We are also looking into other micromirror applications. One example is their use in wireless optical communications, where they are used accurately to guide laser beams that enable high-speed optical communication without the need for a costly optical fibre infrastructure. Another is their use in laser-based wireless charging. Here, micromirrors are used to focus the beam onto the target device that requires charging, such as a wireless sensor. Charging commences when the beam establishes contact.
Micromirrors have many other exciting applications for future technologies. For example, they are important components of LiDAR systems. LiDAR is an optical remote measurement technique used to obtain rapid measurements of the location of, and distance to, physical objects such as autonomous vehicles. They may also be important components of low-energy projectors such as those used in augmented reality (AR) and virtual reality (VR) headsets.
Contact us if you have any questions about how you can use micromirrors in your business.
Combining MEMS mirrors with advanced micro- and nanostructured surfaces
SINTEF is currently exploring the radical light shaping possibilities recently enabled by Optical MetaSurfaces (OMSs): Revolutionary ultrathin arrays of subwavelength resonant dielectric or plasmonic nanostructures that are intentionally designed to provide pointwise control of all the degrees of freedom of transmitted/reflected light - phase, polarization, amplitude, and dispersion (see insert in the figure below).

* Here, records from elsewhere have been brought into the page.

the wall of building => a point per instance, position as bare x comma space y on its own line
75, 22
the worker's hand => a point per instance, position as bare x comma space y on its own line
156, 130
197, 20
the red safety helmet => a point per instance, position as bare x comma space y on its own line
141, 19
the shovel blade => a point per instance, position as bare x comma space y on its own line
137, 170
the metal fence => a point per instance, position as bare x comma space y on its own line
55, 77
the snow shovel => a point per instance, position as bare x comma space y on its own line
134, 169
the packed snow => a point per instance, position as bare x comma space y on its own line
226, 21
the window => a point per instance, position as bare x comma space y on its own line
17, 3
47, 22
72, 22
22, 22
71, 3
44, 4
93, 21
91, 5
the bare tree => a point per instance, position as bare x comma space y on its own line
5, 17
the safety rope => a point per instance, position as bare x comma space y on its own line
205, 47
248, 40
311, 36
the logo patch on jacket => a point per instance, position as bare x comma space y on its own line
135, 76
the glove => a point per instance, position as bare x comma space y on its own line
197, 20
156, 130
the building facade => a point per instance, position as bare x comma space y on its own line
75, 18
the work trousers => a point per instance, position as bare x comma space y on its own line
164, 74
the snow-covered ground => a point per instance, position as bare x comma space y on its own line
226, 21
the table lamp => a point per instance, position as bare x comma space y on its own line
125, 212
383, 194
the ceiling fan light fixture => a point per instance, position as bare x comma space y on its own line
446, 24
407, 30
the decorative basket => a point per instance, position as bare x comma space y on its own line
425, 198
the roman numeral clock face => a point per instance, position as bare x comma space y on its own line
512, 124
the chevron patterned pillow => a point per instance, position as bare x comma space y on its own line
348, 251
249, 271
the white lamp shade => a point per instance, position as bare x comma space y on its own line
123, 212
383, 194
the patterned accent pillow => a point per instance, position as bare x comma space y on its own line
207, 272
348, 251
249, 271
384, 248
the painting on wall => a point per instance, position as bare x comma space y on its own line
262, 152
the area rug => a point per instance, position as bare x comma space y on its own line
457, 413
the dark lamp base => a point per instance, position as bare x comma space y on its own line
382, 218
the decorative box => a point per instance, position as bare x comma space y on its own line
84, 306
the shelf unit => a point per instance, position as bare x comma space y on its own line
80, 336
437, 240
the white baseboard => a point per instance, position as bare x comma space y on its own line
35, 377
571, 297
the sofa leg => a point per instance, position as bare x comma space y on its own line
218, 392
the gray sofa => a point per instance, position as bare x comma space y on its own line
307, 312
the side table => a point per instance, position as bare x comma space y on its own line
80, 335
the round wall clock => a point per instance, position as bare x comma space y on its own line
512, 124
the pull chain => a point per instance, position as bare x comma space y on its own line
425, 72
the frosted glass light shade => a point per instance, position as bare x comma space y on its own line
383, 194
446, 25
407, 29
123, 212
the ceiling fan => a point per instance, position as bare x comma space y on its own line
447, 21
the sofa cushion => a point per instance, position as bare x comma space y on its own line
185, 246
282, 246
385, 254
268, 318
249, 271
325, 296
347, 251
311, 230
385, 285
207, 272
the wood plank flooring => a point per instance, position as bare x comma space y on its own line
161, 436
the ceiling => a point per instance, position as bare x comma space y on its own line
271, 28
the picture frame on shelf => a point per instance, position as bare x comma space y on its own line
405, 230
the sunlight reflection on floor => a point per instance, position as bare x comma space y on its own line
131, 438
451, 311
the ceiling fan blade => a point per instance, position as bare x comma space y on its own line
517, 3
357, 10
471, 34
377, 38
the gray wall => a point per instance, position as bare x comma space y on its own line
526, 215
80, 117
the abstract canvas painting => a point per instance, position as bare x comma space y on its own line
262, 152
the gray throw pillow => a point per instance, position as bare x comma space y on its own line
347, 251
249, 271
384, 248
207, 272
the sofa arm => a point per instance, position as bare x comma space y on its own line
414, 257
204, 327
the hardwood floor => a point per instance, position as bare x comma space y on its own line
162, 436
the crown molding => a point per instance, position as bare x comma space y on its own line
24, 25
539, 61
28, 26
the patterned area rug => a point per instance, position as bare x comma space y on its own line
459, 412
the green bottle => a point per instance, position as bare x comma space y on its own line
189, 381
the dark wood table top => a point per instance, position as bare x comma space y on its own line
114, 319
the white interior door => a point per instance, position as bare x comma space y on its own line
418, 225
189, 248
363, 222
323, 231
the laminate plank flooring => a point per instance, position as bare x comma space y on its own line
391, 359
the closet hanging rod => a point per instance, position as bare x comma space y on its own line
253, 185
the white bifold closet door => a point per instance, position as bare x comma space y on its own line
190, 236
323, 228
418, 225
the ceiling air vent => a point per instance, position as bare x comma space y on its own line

SINTEF integrates OMS with advanced piezoelectric thin-film PZT, thereby offering strong and rapid (>kHz) modulations of the optical properties in ultra-compact form factors (< 1cm3) while using ultra-low power (∼100 nW). This allows e.g. for the creation of varifocal tunable lenses (i.e. zoom-lenses) by displacing two metalenses relative to one another. One of our lenses has been written about in Laser Focus World. In collaboration with the University of Southern Denmark (SDU) we have used the platform to explore many more advanced paradigms for light control:
- Meng, Chao, et al. "Dynamic piezoelectric MEMS-based optical metasurfaces." Science Advances 7.26 (2021): eabg5639.
- Meng, Chao, et al. "Full-range birefringence control with piezoelectric MEMS-based metasurfaces." Nature communications 13.1 (2022): 2071.
- Ding, Fei, et al. "Electrically tunable topological phase transition in non-Hermitian optical MEMS metasurfaces." Science Advances 10.5 (2024): eadl4661.
- Thrane, Paul CV, et al. "MEMS tunable metasurfaces based on gap plasmon or Fabry–Pérot resonances." Nano letters 22.17 (2022): 6951-6957.
- Dirdal, Christopher A., et al. "MEMS-tunable dielectric metasurface lens using thin-film PZT for large displacements at low voltages." Optics Letters 47.5 (2022): 1049-1052.
- Dullo, Firehun, et al. "Metasurface lens that is converging or diverging depending on transmission direction enables ultra-compact MEMS tunable reflective lens." arXiv preprint arXiv:2402.02755 (2024).